- Battle of Nikuštak: Part of the 2001 insurgency in Macedonia
| Date | 27 June – 5 July 2001 |
| Location | Nikuštak, Macedonia |
| Result | NLA victory |
| Territorial changes | Nikuštak remains under NLA control |

Belligerents
- National Liberation Army: Macedonia

Commanders and leaders
- Unknown: Boris Trajkovski Ljube Boškoski Blagoja Markovski

Units involved
- Unknown: Macedonian Army Macedonian Police

Casualties and losses
- Unknown: Unknown

= Battle of Nikuštak =

Military engagement in 2001

A military engagement in 2001 between the National Liberation Army (NLA) and the Macedonian Army occurred in the village of Nikuštak, Macedonia. Macedonian forces launched a large-scale offensive in Nikuštak on 27 June 2001.

==Background==

Shortly before the battle, NLA rebels were evacuated to Nikuštak, after the Battle of Aračinovo.

==Battle ==
On 27 July, the NLA launched an attack on Macedonian army positions at Umin Dol, located just east of Nikuštak. The NLA reportedly had used mortars, snipers, and automatic fire upon the Macedonian forces. A few hours later, the Macedonian Army initiated an offensive and employed various weapons, including artillery and tanks, to combat the NLA in Nikuštak.

On 28 June, Kosovo Force soldiers apprehended 90 suspected NLA rebels along Kosovo's border region with Macedonia, who had arrived from Nikuštak. This action was taken following NATO's decision to deploy 3000 soldiers to Macedonia to resolve the conflict and restore peace.

Fighting continued, and on 2 July, as part of the offensive, Macedonian forces fired 80 rockets at NLA positions within the village.

On 4 July, there were clashes near the village, where according to the Macedonian army, the militants were regrouping.

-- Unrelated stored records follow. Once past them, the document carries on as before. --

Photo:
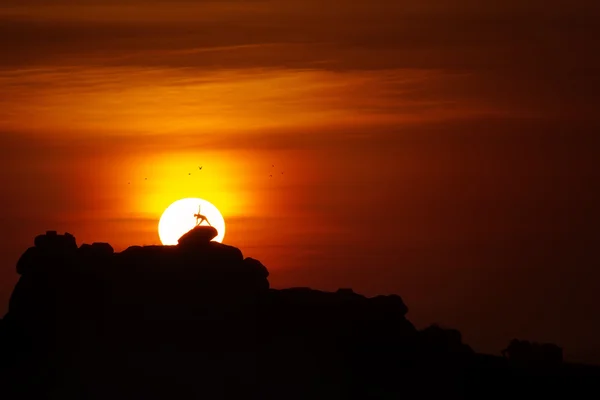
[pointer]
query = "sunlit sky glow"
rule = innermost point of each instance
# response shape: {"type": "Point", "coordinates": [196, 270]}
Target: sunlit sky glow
{"type": "Point", "coordinates": [444, 151]}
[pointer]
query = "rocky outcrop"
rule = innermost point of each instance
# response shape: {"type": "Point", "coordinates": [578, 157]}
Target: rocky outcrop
{"type": "Point", "coordinates": [198, 236]}
{"type": "Point", "coordinates": [200, 320]}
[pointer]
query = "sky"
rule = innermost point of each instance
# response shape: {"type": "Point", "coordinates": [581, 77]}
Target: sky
{"type": "Point", "coordinates": [443, 151]}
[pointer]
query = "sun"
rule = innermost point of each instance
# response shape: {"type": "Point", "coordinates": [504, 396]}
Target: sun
{"type": "Point", "coordinates": [179, 218]}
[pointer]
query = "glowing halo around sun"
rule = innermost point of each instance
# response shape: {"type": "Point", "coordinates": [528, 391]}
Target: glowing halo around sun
{"type": "Point", "coordinates": [179, 218]}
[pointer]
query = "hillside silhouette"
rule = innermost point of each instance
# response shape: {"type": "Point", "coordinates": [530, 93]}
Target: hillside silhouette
{"type": "Point", "coordinates": [199, 320]}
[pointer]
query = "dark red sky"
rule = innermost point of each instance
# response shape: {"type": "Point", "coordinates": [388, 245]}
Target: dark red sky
{"type": "Point", "coordinates": [444, 152]}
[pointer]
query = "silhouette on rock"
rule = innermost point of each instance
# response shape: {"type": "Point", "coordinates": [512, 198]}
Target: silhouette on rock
{"type": "Point", "coordinates": [198, 236]}
{"type": "Point", "coordinates": [199, 320]}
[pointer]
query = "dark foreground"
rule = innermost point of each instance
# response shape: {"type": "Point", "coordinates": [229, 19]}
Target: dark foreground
{"type": "Point", "coordinates": [200, 321]}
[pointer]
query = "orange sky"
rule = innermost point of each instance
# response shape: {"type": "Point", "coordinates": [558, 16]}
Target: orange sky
{"type": "Point", "coordinates": [443, 152]}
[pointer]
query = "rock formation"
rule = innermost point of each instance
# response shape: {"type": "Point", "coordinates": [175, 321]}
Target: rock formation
{"type": "Point", "coordinates": [200, 320]}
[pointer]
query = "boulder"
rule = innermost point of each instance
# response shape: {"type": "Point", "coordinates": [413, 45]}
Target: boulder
{"type": "Point", "coordinates": [198, 236]}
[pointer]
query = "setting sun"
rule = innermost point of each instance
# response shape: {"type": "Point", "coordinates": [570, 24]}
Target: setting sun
{"type": "Point", "coordinates": [180, 217]}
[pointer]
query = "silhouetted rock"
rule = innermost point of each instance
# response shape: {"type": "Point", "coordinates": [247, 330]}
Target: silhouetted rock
{"type": "Point", "coordinates": [199, 320]}
{"type": "Point", "coordinates": [198, 236]}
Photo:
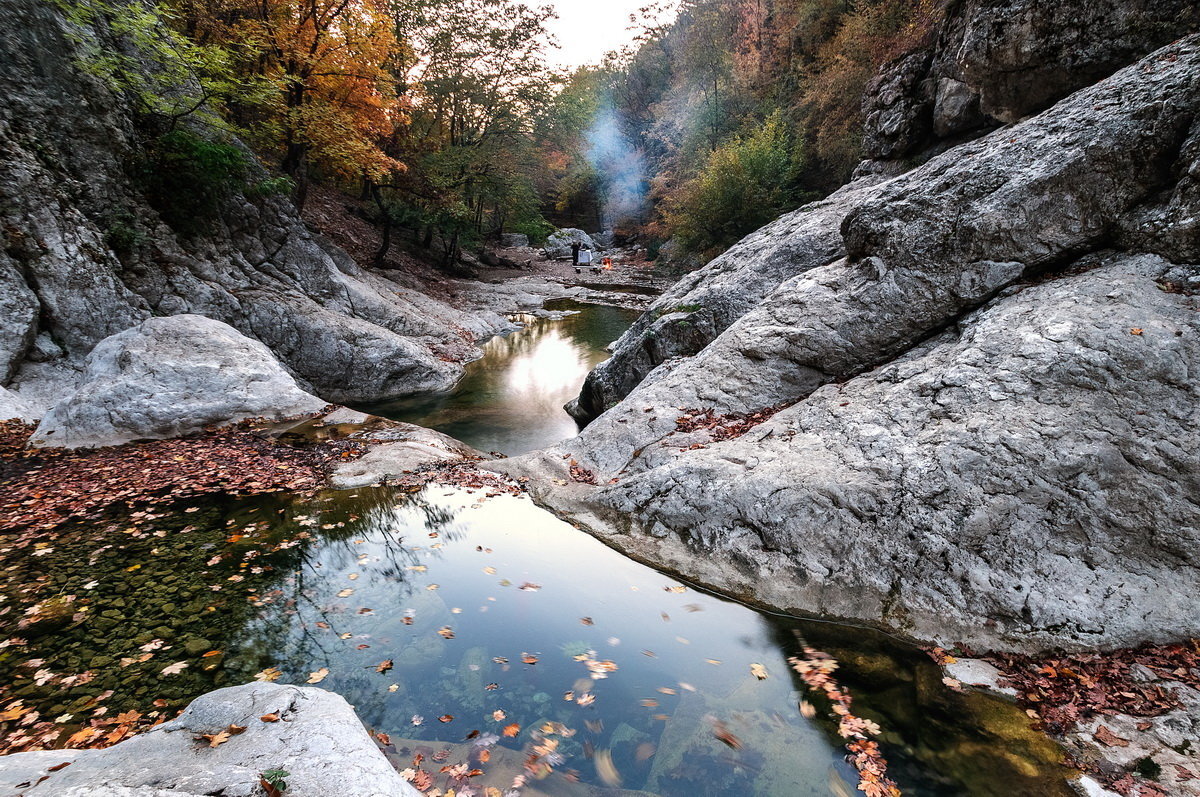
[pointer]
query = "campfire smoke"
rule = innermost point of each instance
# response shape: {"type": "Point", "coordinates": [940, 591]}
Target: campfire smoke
{"type": "Point", "coordinates": [621, 166]}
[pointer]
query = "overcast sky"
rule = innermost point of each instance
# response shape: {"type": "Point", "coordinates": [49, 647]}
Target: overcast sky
{"type": "Point", "coordinates": [587, 29]}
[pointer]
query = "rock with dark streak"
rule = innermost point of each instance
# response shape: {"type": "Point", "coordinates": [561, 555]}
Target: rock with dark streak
{"type": "Point", "coordinates": [993, 414]}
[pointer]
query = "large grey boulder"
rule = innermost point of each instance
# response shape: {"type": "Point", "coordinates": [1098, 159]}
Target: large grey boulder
{"type": "Point", "coordinates": [318, 739]}
{"type": "Point", "coordinates": [700, 306]}
{"type": "Point", "coordinates": [1006, 484]}
{"type": "Point", "coordinates": [169, 377]}
{"type": "Point", "coordinates": [558, 245]}
{"type": "Point", "coordinates": [15, 407]}
{"type": "Point", "coordinates": [967, 453]}
{"type": "Point", "coordinates": [924, 247]}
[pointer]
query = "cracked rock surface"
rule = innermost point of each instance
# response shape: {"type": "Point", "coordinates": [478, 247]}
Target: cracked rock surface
{"type": "Point", "coordinates": [84, 256]}
{"type": "Point", "coordinates": [168, 377]}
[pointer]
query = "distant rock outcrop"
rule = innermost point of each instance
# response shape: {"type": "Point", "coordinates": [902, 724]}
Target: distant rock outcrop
{"type": "Point", "coordinates": [558, 245]}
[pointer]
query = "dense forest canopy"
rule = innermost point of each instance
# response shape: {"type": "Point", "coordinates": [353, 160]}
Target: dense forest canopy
{"type": "Point", "coordinates": [447, 115]}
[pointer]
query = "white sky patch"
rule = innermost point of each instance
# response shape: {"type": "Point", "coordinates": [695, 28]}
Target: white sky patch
{"type": "Point", "coordinates": [587, 29]}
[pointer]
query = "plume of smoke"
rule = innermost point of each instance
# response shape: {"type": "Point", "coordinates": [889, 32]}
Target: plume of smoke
{"type": "Point", "coordinates": [621, 166]}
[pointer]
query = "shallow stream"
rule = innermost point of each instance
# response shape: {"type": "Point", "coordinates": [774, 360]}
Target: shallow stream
{"type": "Point", "coordinates": [475, 628]}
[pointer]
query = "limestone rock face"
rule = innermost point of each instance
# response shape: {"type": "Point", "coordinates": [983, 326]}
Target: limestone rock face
{"type": "Point", "coordinates": [84, 255]}
{"type": "Point", "coordinates": [319, 741]}
{"type": "Point", "coordinates": [558, 245]}
{"type": "Point", "coordinates": [15, 407]}
{"type": "Point", "coordinates": [989, 413]}
{"type": "Point", "coordinates": [999, 61]}
{"type": "Point", "coordinates": [169, 377]}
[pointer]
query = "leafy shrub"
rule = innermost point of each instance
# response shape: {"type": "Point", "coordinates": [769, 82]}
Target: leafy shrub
{"type": "Point", "coordinates": [187, 175]}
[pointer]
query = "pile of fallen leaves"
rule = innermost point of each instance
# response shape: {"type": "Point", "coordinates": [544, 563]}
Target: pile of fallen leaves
{"type": "Point", "coordinates": [460, 474]}
{"type": "Point", "coordinates": [724, 427]}
{"type": "Point", "coordinates": [816, 670]}
{"type": "Point", "coordinates": [1067, 689]}
{"type": "Point", "coordinates": [41, 489]}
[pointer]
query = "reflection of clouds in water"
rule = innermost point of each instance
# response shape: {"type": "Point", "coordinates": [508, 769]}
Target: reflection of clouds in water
{"type": "Point", "coordinates": [555, 366]}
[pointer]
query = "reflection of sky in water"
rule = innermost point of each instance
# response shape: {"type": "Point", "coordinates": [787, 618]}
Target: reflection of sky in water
{"type": "Point", "coordinates": [511, 399]}
{"type": "Point", "coordinates": [683, 657]}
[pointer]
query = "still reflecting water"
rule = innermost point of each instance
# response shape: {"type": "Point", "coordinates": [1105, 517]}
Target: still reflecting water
{"type": "Point", "coordinates": [511, 399]}
{"type": "Point", "coordinates": [447, 617]}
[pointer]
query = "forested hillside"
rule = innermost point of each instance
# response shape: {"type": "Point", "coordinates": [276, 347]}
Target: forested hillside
{"type": "Point", "coordinates": [445, 115]}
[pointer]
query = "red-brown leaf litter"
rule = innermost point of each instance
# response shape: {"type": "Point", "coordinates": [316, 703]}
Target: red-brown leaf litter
{"type": "Point", "coordinates": [42, 489]}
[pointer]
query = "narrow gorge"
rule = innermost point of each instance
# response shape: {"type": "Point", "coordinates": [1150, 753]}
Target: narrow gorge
{"type": "Point", "coordinates": [899, 493]}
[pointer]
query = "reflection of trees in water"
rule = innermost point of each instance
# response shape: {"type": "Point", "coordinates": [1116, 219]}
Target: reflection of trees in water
{"type": "Point", "coordinates": [287, 630]}
{"type": "Point", "coordinates": [939, 741]}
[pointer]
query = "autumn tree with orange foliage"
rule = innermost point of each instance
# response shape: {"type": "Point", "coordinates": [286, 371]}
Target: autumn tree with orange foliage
{"type": "Point", "coordinates": [328, 99]}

On 5 July, a nationwide ceasefire deal was reached between the NLA and the Macedonian government under the auspice of NATO. The NLA retained control over Nikuštak.

==Aftermath==
As a result of the Macedonian shelling and heavy fighting, the village was heavily damaged, while the Nikuštak mosque was destroyed. The rebels in Nikuštak were disarmed by NATO in late August after a peace deal was reached. In December, the Macedonian police restored their presence in the village with the Organization for Security and Co-operation in Europe's assistance.